Page MenuHomePhabricator

Deploy config change to start the Reference Check A/B Test (en.wiki)
Closed, ResolvedPublic

Description

Deployment timing

Wednesday, 5 November 2025 per plan posted at en.wiki.

Bucketing criteria

Bucketing Requirements:

  • Bucketing should include both registered and unregistered users at all identified "Participating wikis" below.
  • All users, who are editing a desktop or mobile main namespace page (NS:0), at any of the participating wikis should have a 50% chance of being included/bucketed into the A/B test's control or treatment group.
  • Bucketing should be done on a per-Wikipedia basis. 50% of people within a given wiki should be placed within the control group; 50% should be bucketed in the treatment group
  • The test group should have the Reference Check experience enabled while the control group should not
  • People should remain in the same test group for the duration of the test (and across sessions and pages).
NOTE: We need to specify the experiences that will be available in both the test and the control groups. For example, will all wikis in the control group have access to Multi-Check (References)?

Instrumentation-Related Requirements

  • A bucket is applied to these events so we can distinguish all events logged for the control group and the test group within the A/B test.
    • The bucket should be descriptive of the test in case there are overlapping AB tests.
  • The anonymous_user_token field is populated for unregistered users in the test.

Participating wikis

WikiStatusNotes
en.wikiDiscussion ongoingWaiting for consensus

Event Timeline

ppelberg set Due Date to Oct 15 2025, 7:00 AM.Oct 1 2025, 9:42 PM
ppelberg updated the task description. (Show Details)
ppelberg moved this task from Inbox to Ready to Be Worked On on the Editing-team (Kanban Board) board.
ppelberg updated the task description. (Show Details)
ppelberg moved this task from Ready to Be Worked On to Doing on the Editing-team (Kanban Board) board.
ppelberg moved this task from Doing to Ready to Be Worked On on the Editing-team (Kanban Board) board.

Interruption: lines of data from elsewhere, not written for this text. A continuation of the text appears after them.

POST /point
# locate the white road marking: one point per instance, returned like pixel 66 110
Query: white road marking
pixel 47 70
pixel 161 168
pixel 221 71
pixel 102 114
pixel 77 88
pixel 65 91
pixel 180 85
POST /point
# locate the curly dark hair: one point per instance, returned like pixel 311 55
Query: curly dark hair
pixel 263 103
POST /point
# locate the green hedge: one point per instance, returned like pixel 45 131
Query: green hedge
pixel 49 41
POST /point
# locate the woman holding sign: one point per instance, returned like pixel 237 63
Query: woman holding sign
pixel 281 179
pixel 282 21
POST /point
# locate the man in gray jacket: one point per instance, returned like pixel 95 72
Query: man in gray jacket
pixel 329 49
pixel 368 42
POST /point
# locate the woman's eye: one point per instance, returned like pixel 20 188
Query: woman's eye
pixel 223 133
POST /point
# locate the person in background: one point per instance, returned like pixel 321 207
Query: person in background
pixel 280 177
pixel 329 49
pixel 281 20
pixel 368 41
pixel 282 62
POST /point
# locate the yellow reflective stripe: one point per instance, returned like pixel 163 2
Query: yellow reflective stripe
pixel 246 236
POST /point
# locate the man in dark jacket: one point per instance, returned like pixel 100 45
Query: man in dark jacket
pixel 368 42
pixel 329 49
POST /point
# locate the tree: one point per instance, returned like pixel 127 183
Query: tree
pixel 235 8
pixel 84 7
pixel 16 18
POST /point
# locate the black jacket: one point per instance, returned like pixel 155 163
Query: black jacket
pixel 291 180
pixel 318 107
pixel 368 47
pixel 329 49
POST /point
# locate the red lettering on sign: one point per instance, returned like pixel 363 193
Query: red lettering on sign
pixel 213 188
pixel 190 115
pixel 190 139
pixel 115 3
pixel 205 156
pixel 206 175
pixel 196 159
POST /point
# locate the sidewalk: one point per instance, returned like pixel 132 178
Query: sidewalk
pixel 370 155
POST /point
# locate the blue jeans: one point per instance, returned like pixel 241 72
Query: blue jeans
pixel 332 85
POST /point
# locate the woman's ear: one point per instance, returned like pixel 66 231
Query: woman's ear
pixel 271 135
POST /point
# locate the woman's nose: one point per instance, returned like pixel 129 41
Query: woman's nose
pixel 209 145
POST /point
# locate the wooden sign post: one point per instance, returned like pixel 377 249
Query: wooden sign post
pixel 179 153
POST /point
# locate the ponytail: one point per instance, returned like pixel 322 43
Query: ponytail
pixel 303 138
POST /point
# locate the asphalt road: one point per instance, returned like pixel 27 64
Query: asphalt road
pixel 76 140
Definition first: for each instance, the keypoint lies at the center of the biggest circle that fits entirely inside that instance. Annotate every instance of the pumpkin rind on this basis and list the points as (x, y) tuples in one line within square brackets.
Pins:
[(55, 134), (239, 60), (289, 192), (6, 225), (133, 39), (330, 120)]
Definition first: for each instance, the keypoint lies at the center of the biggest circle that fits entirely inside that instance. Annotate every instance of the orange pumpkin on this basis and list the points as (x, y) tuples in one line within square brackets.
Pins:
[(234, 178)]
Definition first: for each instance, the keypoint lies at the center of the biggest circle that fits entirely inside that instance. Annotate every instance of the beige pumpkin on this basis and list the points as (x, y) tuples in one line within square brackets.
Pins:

Change #1202300 had a related patch set uploaded (by DLynch; author: DLynch):

[mediawiki/extensions/VisualEditor@master] Edit check: allow any check to be an a/b test including default ones

https://gerrit.wikimedia.org/r/1202300

Change #1202301 had a related patch set uploaded (by DLynch; author: DLynch):

[operations/mediawiki-config@master] Enable editcheck addReference a/b test on enwiki

https://gerrit.wikimedia.org/r/1202301

Change #1202300 merged by jenkins-bot:

[mediawiki/extensions/VisualEditor@master] Edit check: allow any check to be an a/b test including default ones

https://gerrit.wikimedia.org/r/1202300

Change #1202331 had a related patch set uploaded (by DLynch; author: DLynch):

[mediawiki/extensions/VisualEditor@wmf/1.46.0-wmf.1] Edit check: allow any check to be an a/b test including default ones

https://gerrit.wikimedia.org/r/1202331

Change #1202301 merged by jenkins-bot:

[operations/mediawiki-config@master] Enable editcheck addReference a/b test on enwiki

https://gerrit.wikimedia.org/r/1202301

Change #1202331 merged by jenkins-bot:

[mediawiki/extensions/VisualEditor@wmf/1.46.0-wmf.1] Edit check: allow any check to be an a/b test including default ones

https://gerrit.wikimedia.org/r/1202331

Mentioned in SAL (#wikimedia-operations) [2025-11-06T22:20:49Z] <kemayo@deploy2002> Started scap sync-world: Backport for [[gerrit:1202331|Edit check: allow any check to be an a/b test including default ones (T406134)]], [[gerrit:1202301|Enable editcheck addReference a/b test on enwiki (T406134)]]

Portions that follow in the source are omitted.